We settle in, and we're rolling, and we're on our way to Berlin, and then the train stops. I don't speak anything. I don't know what's happening. I don't know how they understood it, what's getting screamed, but suddenly bedlam. You know what I'm saying? They're grabbing their stuff. You can feel it in the corridor. Everybody has to get off the train. And there we are, packed like turtles getting jostled. We are out the train. We're not at a station, we're down the ladder, we're in the dirt, in the night, running in these groups. It's going this way, and that's eddies and rivers. We're just flowing with these refugees. We don't know if there's a fire or what's going on. We are just terrified. It seems to me I'm a coward at everything.
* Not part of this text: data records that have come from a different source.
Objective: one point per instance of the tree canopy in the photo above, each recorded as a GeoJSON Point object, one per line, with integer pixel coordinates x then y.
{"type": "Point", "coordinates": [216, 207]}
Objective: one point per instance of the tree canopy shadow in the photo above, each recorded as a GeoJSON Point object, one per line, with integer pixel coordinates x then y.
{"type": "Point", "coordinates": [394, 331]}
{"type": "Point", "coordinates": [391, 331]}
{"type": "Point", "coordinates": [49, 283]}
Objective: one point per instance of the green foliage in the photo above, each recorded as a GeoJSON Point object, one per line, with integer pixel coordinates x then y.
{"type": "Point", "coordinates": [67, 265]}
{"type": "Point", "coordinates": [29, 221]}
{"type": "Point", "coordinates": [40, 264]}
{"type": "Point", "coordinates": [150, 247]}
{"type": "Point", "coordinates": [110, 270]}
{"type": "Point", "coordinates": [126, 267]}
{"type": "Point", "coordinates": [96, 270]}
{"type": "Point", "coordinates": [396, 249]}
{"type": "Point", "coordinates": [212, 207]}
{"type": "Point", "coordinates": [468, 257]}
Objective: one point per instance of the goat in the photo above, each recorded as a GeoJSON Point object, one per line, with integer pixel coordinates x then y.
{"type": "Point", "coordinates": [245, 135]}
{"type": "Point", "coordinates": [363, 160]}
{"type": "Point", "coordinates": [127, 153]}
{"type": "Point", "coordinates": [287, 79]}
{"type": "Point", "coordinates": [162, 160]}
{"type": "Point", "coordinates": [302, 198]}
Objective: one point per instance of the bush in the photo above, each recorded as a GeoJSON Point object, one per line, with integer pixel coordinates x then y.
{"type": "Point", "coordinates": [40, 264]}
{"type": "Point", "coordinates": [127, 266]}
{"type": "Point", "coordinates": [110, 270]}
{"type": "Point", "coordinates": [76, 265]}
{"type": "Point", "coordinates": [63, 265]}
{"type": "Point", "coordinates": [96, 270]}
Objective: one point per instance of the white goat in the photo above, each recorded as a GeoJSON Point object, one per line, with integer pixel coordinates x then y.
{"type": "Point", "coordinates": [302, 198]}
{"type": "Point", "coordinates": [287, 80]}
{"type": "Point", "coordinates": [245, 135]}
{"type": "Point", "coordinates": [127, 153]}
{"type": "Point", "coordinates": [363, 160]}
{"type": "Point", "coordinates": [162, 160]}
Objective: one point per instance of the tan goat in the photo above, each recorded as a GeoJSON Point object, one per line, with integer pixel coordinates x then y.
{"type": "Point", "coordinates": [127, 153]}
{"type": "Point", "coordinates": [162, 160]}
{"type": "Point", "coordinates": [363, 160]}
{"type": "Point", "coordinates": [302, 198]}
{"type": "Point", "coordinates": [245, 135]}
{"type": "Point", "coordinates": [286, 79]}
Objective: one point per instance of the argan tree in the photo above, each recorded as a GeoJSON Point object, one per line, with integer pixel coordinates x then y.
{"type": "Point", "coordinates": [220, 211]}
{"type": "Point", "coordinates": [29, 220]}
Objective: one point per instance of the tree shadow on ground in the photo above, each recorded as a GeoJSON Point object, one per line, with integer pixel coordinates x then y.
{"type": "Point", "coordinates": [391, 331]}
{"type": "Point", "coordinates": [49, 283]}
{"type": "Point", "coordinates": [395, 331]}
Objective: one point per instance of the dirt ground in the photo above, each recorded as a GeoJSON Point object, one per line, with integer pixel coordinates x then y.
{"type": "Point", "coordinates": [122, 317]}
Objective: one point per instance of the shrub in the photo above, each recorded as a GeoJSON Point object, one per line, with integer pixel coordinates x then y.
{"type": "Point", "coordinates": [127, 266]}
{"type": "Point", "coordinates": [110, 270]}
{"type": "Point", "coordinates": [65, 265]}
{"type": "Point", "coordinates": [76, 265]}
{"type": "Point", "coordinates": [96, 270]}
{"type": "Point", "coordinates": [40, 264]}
It seems like a nightmare of a bad idea, what we have done. Like, I don't know what's going on.
Eventually, there seems like a dominant stream. What it does seem is that they're sending the whole front of the train to the back of the train. Like, the train is being split in the night. We climb back up. Well, if it was packed before, there is no room. It's really panicky. I don't feel like a witness to anything now. I just feel part of it. Joel and I, we are in it. Like, I just want some space, somewhere to be. I want to get safely to Berlin and I want to cross through that wall. Well, it's just we're pushing-- Again, those compartments are overflowing. We make our way to the end of the car and the last compartment in that car has the curtains drawn. So, we give it a yank, and we give it a yank, and we hear someone scream, “Fuck.”
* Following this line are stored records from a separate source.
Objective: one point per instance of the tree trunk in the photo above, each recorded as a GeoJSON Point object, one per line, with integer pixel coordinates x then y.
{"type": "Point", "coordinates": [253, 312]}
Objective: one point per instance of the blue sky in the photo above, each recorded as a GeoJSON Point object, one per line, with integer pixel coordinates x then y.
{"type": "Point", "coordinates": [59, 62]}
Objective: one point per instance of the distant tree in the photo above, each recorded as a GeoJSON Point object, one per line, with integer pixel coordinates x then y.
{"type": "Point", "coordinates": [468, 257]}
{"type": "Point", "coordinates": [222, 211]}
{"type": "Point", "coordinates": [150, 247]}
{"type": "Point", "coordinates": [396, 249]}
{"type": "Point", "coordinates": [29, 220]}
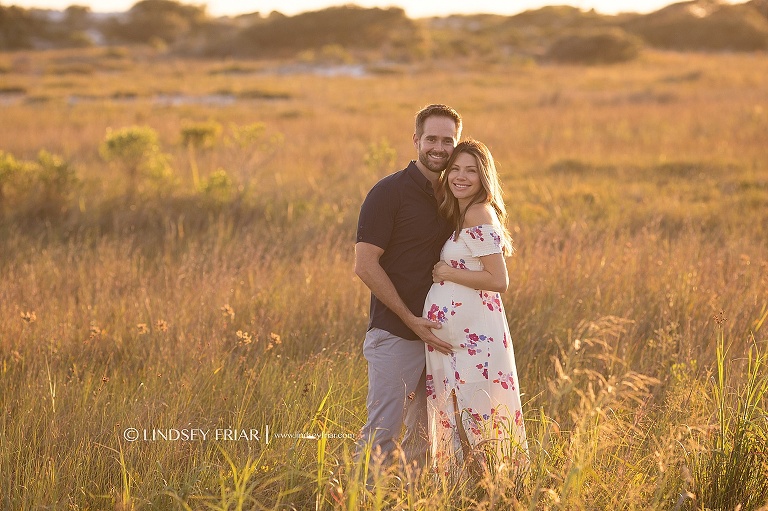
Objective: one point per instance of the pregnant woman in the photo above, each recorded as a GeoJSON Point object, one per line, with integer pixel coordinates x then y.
{"type": "Point", "coordinates": [473, 395]}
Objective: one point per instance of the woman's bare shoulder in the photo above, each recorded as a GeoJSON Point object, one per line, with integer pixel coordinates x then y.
{"type": "Point", "coordinates": [479, 214]}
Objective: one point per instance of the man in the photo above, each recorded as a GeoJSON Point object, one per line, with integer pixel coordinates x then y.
{"type": "Point", "coordinates": [399, 238]}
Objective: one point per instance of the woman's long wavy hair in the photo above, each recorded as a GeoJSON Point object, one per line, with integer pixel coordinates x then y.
{"type": "Point", "coordinates": [490, 191]}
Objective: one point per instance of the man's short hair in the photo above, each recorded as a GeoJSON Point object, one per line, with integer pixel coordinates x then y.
{"type": "Point", "coordinates": [437, 111]}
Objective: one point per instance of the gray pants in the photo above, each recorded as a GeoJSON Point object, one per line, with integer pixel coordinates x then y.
{"type": "Point", "coordinates": [396, 396]}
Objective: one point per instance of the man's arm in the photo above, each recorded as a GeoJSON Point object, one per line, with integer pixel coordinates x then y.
{"type": "Point", "coordinates": [369, 270]}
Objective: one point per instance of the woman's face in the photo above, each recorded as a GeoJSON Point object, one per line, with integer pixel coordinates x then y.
{"type": "Point", "coordinates": [464, 178]}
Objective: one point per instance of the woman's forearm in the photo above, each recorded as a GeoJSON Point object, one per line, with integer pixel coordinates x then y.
{"type": "Point", "coordinates": [477, 279]}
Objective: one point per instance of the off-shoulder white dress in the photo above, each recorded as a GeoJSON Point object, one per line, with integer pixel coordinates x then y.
{"type": "Point", "coordinates": [481, 372]}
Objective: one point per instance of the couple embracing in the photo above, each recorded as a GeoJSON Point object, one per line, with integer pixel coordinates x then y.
{"type": "Point", "coordinates": [431, 243]}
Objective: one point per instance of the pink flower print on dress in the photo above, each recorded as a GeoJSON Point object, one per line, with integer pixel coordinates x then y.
{"type": "Point", "coordinates": [444, 421]}
{"type": "Point", "coordinates": [491, 300]}
{"type": "Point", "coordinates": [430, 385]}
{"type": "Point", "coordinates": [473, 342]}
{"type": "Point", "coordinates": [496, 239]}
{"type": "Point", "coordinates": [506, 380]}
{"type": "Point", "coordinates": [473, 421]}
{"type": "Point", "coordinates": [484, 369]}
{"type": "Point", "coordinates": [476, 233]}
{"type": "Point", "coordinates": [461, 264]}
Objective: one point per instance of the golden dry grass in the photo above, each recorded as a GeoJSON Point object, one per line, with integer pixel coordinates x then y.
{"type": "Point", "coordinates": [638, 197]}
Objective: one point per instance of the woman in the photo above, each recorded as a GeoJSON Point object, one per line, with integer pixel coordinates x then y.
{"type": "Point", "coordinates": [473, 396]}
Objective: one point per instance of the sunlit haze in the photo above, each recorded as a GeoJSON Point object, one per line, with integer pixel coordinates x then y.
{"type": "Point", "coordinates": [413, 8]}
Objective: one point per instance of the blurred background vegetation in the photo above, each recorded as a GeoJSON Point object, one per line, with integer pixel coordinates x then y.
{"type": "Point", "coordinates": [559, 33]}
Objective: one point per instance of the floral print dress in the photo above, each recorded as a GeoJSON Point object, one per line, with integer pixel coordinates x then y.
{"type": "Point", "coordinates": [480, 373]}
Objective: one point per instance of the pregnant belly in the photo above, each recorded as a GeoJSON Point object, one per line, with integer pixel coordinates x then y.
{"type": "Point", "coordinates": [448, 303]}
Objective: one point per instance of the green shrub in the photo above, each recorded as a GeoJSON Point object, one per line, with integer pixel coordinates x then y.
{"type": "Point", "coordinates": [136, 150]}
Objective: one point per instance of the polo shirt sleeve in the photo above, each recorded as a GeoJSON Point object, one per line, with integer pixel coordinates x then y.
{"type": "Point", "coordinates": [377, 216]}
Now, I have to tell you, you cannot learn to curse like an American. You know what I'm saying? Like, I have an Israeli friend, Moti. I remember he always be like, “Nathan, I give a shit.” I'd be like, “No, no, Moti, you don't give a shit.” [audience laughter] He still can't learn it. Point is that is a pitch perfect fuck that I get, [audience laughter] you know? So, we're like, “Fuck. Did you say fuck? We say fuck.” [audience laughter] It's like this chorus of joyous fuck. And then, the door flies open, we fly in, it slams shut. And back to me being a coward. I can tell you know, I don't know if I'm overreacting. There's two American frat boy types there. [audience laughter] Dudes have eyes like saucers. They are as scared and panicked as we are.
Well, this is the embarrassing part of the story. It's just this is any you my age who backpacked then, we honestly all deeply believed that Europe was filled with small bands of ninja robbers who were trained solely to rob 19-year-old Americans. Like, they wanted the bounty of half a joint and a cowboy junkies mixtape. [audience laughter] This was on the black market. You could feed a family off of such bounty.
The more embarrassing part of the story, is we honestly believed it is so stupid. We honestly believed we would tell each other that they would gas you, that they would have like tanks of sleep, they would knock you out, and then take that stuff. So, we all traveled with ropes or bicycle chains. That's how you lock your door. Well, guess what? These guys had the bicycle chain. We were thankful for it. The door was chained. And people are pulling. You know what? We're not the only ones who need a space. Like, people are pulling and yanking and banging at that door and screaming.
Well, the train starts moving. The banging subsides. Every once in a while, there's banging and screaming, but the door's not coming open, and in the way you make home anywhere. The four of us are team. We're a group, we're safe, the adrenaline drains out, we pass out. So, we wake up in the morning. It is beautiful. I've never so enjoyed seeing in a morning like that, like sun streaming. It is lovely, it's bucolic, it's dead silent. There's just trees out the train. We're waiting and we're not moving, so I go to check what's going on. I go out into the corridor, and I very much understand why it's so silent. There's nobody else in the car. Our car is completely empty. [audience laughter]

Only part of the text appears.